A premature President Donald Trump tweet, a phone call between trade negotiators and then days later, China may be backing down on a key bone of contention: An elimination of retaliatory tariffs on U.S. automobiles has been submitted to the State Council, people familiar with the matter told Bloomberg News.
The optics weaken China’s hand. But the economics don’t. To begin with, earlier this year China lowered import tariffs to 15 percent on autos and components, from 25 percent for passenger cars and 20 percent on trucks. It then added a punitive 25 percent for American autos in retaliation against Trump’s trade actions. The U.S. has an equivalent 25 percent China-specific levy on top of its general 2.5 percent tariff on car imports, and 25 percent on trucks – longstanding measures that protect a domestic truck industry dominated by Detroit’s big three.
Painful as it sounds, imports from the U.S. barely account for 5 percent of China’s car market, the largest in the world.

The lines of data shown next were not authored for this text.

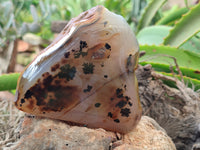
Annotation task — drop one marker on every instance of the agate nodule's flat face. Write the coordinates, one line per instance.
(87, 75)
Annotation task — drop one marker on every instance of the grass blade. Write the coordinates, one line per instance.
(187, 26)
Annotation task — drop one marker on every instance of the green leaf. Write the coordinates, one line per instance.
(190, 82)
(193, 44)
(187, 26)
(172, 16)
(8, 81)
(149, 13)
(153, 35)
(158, 56)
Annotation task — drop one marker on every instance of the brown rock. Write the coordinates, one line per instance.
(44, 133)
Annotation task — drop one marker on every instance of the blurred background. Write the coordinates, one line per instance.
(28, 26)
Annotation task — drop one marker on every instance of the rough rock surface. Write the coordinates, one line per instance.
(175, 110)
(44, 133)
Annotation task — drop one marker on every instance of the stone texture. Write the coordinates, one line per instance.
(44, 133)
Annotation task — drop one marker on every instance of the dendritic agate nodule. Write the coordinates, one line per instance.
(87, 75)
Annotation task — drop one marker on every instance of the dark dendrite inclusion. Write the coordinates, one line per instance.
(88, 68)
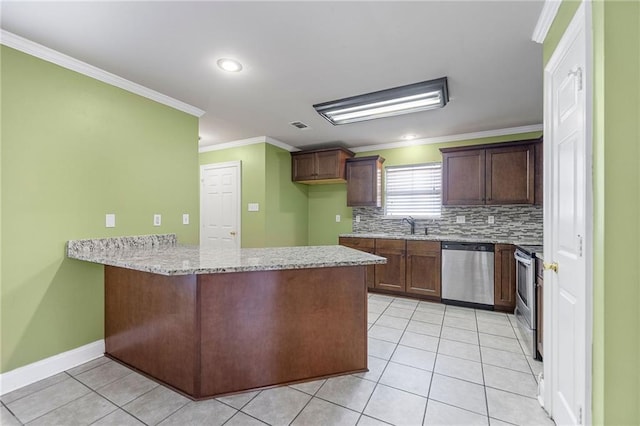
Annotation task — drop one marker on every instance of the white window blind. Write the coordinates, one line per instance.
(413, 190)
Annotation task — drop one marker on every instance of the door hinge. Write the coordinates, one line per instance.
(580, 245)
(577, 73)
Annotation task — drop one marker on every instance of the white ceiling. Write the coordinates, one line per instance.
(296, 54)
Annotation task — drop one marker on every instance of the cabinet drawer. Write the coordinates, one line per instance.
(382, 244)
(353, 242)
(423, 246)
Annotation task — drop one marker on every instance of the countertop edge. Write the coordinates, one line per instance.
(456, 238)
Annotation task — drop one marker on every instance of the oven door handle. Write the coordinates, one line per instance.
(522, 260)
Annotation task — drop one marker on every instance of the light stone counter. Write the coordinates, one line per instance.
(160, 254)
(456, 238)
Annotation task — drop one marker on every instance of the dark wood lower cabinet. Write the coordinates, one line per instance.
(504, 278)
(367, 245)
(392, 275)
(423, 268)
(213, 334)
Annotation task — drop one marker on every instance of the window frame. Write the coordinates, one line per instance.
(425, 192)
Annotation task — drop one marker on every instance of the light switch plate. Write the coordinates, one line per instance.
(110, 220)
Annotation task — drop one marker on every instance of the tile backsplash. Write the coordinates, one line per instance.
(514, 221)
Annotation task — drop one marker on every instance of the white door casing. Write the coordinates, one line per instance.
(567, 227)
(220, 205)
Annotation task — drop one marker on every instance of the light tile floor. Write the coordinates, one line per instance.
(429, 364)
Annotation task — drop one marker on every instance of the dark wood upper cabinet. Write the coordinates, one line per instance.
(509, 175)
(504, 278)
(501, 173)
(364, 181)
(320, 166)
(392, 275)
(463, 177)
(423, 268)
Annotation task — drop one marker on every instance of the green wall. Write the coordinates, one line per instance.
(73, 149)
(327, 201)
(266, 179)
(287, 207)
(616, 205)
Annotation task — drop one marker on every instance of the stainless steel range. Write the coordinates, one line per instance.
(525, 295)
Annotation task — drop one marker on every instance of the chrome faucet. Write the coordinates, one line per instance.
(412, 222)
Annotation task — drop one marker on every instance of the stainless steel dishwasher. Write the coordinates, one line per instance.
(467, 274)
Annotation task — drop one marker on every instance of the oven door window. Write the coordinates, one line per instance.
(523, 290)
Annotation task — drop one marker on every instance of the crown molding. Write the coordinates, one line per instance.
(249, 141)
(547, 15)
(451, 138)
(39, 51)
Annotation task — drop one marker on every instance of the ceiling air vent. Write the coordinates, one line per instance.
(299, 124)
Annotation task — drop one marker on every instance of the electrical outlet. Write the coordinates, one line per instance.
(110, 220)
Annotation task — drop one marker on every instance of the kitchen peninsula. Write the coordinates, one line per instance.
(209, 322)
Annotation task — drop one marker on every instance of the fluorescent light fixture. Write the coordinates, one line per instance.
(386, 103)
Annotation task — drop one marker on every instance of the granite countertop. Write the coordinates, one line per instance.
(457, 238)
(169, 258)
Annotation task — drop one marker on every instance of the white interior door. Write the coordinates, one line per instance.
(566, 226)
(220, 205)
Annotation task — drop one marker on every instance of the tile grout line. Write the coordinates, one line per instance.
(484, 380)
(435, 360)
(388, 361)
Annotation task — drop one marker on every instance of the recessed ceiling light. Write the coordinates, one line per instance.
(229, 65)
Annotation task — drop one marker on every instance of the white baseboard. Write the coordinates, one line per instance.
(23, 376)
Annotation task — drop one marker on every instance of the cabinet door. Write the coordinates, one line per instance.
(392, 275)
(303, 167)
(364, 182)
(510, 175)
(463, 177)
(505, 277)
(423, 268)
(329, 165)
(368, 246)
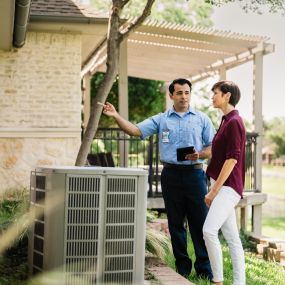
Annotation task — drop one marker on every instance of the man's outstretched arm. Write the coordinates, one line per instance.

As we wrote last week, most automakers make in China, for China.
In addition, the ones that would get a slight bump would mostly be the Europeans, since German carmakers account for an estimated $7 billion of the $11 billion value of U.S. car exports to China. Of U.S. companies, Tesla (NASDAQ:TSLA) Inc. would get the biggest benefit – but Elon Musk has already cut himself a great deal with Beijing and is building a factory alongside the government to produce cars in China.
As sales in most segments of China’s car market drop, the small benefit from lower levies must be offset against the far greater headwinds from the weakening economic outlook. At this point, automakers need China: Margins are still juicy in global terms, and even if pricing pressures rise, where else will Cadillac have record sales? Sales of electric cars continue to grow rapidly, and China is probably happy to bring in new technology that the U.S. is increasingly averse to supporting.
The long game here is the only one that matters, despite the backdrop of a deepening high-tech war with the arrest of Huawei Technologies Co.’s chief financial officer in Canada at Washington’s behest. To quell Trump’s public hankering, Beijing has given him a win to tweet about, but withheld an economic victory. In doing so, it’s hoping to be seen as taking the high road in trade negotiations. That’s the art of the deal, the Chinese way.